Change the sample size
Increase the sample size \(n\) (for example, from 25 to 100). Notice how the t-statistic changes. The \(\sqrt{n}\) in the denominator makes the test more sensitive to small departures as the sample size grows.
Replicate the experiment
Run the script multiple times. Do you always reach the same decision?
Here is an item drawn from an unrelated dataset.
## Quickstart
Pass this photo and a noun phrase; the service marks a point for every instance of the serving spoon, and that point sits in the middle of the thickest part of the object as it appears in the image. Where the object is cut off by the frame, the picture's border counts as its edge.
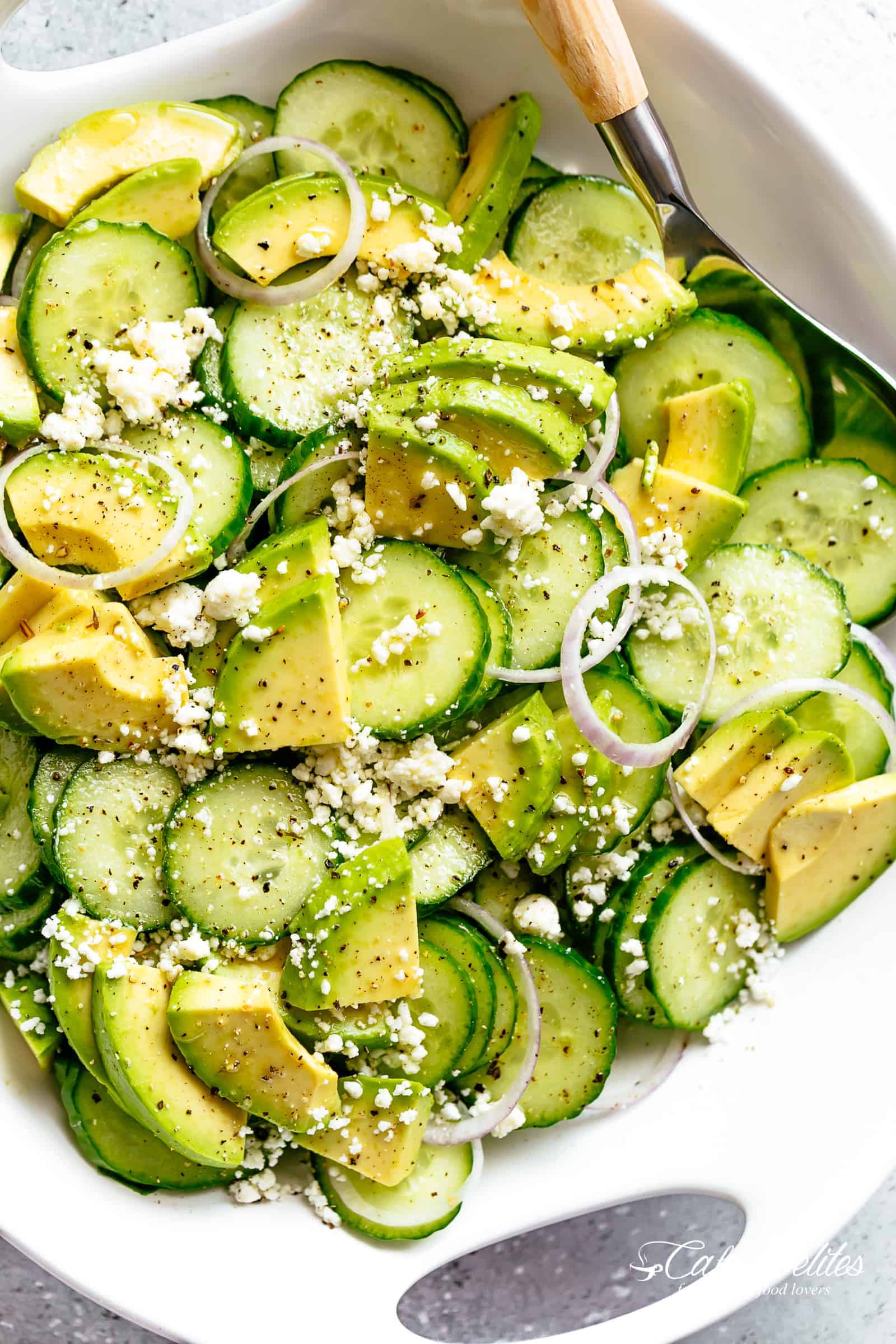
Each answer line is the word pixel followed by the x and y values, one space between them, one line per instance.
pixel 846 391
If the true mean is close to \(\mu_0\), you may see the decision flip back and forth — this is the nature of sampling variability.
Optional Plot: Null t-Distribution
If enabled in the script, a plot file is saved to:
outputs/track_b/ch08_null_t_distribution.png
The figure shows:
a histogram of simulated t-statistics under \(H_0\), and
a vertical line marking your observed t-statistic.
Questions to consider:
Does the histogram look roughly bell-shaped and centered at 0?
Is your observed line in the main bulk of the distribution (a common result) or out in the thin tails (a rare result)?
Summary
In this chapter you learned how to:
frame a research question as a null hypothesis about a mean,
compute and interpret the one-sample t-statistic,
approximate a p-value using a simulated null distribution of t-statistics, and
make a decision to reject or fail to reject \(H_0\).
These ideas form the backbone of classical inference and set you up for the next steps:
confidence intervals for a mean,
comparisons of two means (independent and paired-samples t-tests), and
more complex models such as ANOVA and regression.